老齢厚生年金には、在職老齢年金という仕組みがあります。在職老齢年金という制度の下では、高齢者が受け取れる年金額が、月給・賞与と年金額に応じて減る場合があります。
まず、1986年の年金制度改正により、老齢厚生年金の支給は65歳からになっています。しかし、厚生年金の加入期間が1年以上あり、老齢基礎年金の受給資格期間を満たしていれば、60歳から64歳までの老齢厚生年金が特別に支給されることになっており、これを特別支給の老齢厚生年金といいます。

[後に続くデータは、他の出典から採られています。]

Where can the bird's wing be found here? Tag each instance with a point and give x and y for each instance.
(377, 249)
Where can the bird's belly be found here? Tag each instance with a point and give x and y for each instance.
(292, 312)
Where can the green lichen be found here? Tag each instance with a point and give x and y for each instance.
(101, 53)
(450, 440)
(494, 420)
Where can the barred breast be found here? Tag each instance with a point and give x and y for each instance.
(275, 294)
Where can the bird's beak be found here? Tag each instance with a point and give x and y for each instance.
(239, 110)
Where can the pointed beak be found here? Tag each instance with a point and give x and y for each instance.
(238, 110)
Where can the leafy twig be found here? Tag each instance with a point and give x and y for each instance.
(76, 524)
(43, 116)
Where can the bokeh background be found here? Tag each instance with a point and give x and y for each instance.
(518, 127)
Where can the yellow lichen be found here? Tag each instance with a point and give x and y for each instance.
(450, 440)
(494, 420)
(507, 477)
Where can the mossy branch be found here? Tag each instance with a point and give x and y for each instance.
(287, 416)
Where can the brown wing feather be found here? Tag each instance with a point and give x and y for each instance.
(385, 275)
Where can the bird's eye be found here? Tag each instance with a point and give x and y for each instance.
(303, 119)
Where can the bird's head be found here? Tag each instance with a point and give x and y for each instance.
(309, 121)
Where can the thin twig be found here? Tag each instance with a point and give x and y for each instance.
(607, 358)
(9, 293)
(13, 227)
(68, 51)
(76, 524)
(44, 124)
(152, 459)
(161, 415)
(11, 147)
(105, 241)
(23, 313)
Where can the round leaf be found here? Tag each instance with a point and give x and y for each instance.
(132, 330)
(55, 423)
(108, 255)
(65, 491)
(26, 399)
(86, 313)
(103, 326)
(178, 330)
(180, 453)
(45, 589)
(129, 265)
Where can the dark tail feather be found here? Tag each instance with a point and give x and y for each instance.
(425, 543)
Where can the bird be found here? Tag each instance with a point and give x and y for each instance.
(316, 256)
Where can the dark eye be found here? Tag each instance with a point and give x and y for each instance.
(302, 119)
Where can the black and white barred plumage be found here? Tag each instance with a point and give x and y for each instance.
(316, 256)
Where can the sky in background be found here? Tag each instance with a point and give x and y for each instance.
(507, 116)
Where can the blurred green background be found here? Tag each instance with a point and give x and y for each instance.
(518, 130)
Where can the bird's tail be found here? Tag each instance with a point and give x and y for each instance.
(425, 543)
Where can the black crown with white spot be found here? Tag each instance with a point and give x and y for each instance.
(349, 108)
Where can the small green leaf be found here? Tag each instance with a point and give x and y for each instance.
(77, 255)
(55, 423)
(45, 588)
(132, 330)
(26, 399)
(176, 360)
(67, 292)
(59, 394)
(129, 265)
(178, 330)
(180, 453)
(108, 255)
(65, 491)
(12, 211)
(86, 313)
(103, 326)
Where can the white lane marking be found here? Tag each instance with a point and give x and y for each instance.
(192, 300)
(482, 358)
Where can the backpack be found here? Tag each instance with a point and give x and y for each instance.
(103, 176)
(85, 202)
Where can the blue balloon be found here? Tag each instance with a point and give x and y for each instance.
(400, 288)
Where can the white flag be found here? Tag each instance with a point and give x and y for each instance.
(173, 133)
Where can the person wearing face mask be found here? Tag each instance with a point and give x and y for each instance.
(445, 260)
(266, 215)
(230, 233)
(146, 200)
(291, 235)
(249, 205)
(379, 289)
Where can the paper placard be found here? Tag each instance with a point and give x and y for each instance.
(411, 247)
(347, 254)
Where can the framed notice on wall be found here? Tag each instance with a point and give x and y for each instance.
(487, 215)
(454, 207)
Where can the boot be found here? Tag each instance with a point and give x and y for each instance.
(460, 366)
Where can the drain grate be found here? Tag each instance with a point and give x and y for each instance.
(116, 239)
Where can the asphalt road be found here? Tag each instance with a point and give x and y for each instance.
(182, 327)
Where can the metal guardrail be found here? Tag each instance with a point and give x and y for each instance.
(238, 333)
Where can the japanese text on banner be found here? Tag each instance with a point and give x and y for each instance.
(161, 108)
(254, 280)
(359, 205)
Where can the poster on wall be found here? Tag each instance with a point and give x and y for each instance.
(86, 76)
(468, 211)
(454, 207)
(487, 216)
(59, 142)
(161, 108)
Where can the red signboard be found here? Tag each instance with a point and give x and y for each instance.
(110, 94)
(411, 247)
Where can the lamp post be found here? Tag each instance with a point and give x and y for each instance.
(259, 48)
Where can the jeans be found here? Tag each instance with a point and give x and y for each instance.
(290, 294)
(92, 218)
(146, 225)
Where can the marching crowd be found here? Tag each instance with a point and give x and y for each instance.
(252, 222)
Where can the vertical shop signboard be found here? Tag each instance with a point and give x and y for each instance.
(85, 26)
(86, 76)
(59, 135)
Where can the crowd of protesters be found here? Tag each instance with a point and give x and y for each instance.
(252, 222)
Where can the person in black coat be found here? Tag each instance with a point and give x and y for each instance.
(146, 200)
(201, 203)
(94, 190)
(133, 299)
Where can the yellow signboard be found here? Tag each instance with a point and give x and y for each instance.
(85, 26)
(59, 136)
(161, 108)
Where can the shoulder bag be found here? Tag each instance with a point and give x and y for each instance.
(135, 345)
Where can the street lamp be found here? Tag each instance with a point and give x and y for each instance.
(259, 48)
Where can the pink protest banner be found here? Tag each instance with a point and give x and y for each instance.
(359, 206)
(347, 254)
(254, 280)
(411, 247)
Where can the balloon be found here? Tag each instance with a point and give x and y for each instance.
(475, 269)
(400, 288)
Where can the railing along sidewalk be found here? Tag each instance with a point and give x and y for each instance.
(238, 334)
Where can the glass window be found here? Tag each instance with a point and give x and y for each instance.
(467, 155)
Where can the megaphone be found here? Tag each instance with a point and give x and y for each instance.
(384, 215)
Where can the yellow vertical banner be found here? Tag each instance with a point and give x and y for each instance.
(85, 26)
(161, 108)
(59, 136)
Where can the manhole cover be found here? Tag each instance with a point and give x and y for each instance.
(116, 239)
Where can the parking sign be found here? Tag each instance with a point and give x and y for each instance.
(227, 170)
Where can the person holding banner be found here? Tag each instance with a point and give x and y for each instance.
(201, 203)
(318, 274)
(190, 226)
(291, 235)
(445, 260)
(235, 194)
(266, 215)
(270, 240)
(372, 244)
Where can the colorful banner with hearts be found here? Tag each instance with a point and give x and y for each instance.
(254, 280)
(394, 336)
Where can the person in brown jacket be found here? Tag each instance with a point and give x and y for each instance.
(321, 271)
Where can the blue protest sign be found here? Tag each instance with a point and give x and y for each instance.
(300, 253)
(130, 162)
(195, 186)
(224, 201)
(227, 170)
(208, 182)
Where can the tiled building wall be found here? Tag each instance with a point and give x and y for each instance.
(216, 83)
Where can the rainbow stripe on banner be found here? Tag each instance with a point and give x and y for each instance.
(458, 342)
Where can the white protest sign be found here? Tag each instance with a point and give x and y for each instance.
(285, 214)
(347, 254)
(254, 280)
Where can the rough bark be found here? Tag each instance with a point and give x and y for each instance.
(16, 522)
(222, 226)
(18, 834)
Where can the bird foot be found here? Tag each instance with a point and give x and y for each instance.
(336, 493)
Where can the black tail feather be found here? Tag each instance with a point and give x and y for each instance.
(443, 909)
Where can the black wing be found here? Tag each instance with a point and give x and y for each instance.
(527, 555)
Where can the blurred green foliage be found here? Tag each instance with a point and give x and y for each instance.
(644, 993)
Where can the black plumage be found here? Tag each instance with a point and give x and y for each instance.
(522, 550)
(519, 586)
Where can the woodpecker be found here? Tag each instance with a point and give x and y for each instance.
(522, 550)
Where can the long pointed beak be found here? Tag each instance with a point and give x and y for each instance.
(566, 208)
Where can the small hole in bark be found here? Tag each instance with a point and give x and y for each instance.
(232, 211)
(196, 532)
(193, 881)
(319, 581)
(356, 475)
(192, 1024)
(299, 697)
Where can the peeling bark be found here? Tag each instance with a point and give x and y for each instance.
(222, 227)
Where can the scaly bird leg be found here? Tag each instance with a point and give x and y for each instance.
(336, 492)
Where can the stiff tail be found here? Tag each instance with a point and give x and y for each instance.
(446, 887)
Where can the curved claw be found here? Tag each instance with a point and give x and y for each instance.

したがって、該当する高齢者が、60歳以降も働き続けた場合、勤務先から月給・賞与が支払われることに加えて、特別支給の老齢厚生年金を受け取ることになります。
年金は本来、退職によって収入がなくなったあとの所得を保護するためにつくられた制度です。しかし、60歳を過ぎての再雇用などでは給与額が大きく減少するケースも多く、特別支給の老齢厚生年金が65歳未満でも支払われる形になっています。
一方で、給料が高い人の場合、年金制度における本来の目的である「退職によって収入がなくなったあとの所得を保護する」に該当しなくなる可能性が高いでしょう。そうなれば、退職をして年金を中心に生活をする高齢者との間に不公平感が生じます。
こうした背景から、働く高齢者と退職した高齢者の間に生じる不公平感を解消するために、「月給・賞与+年金額の合計が一定水準よりも高い場合は、受け取れる年金額が減る」という考え方の在職老齢年金という制度があります。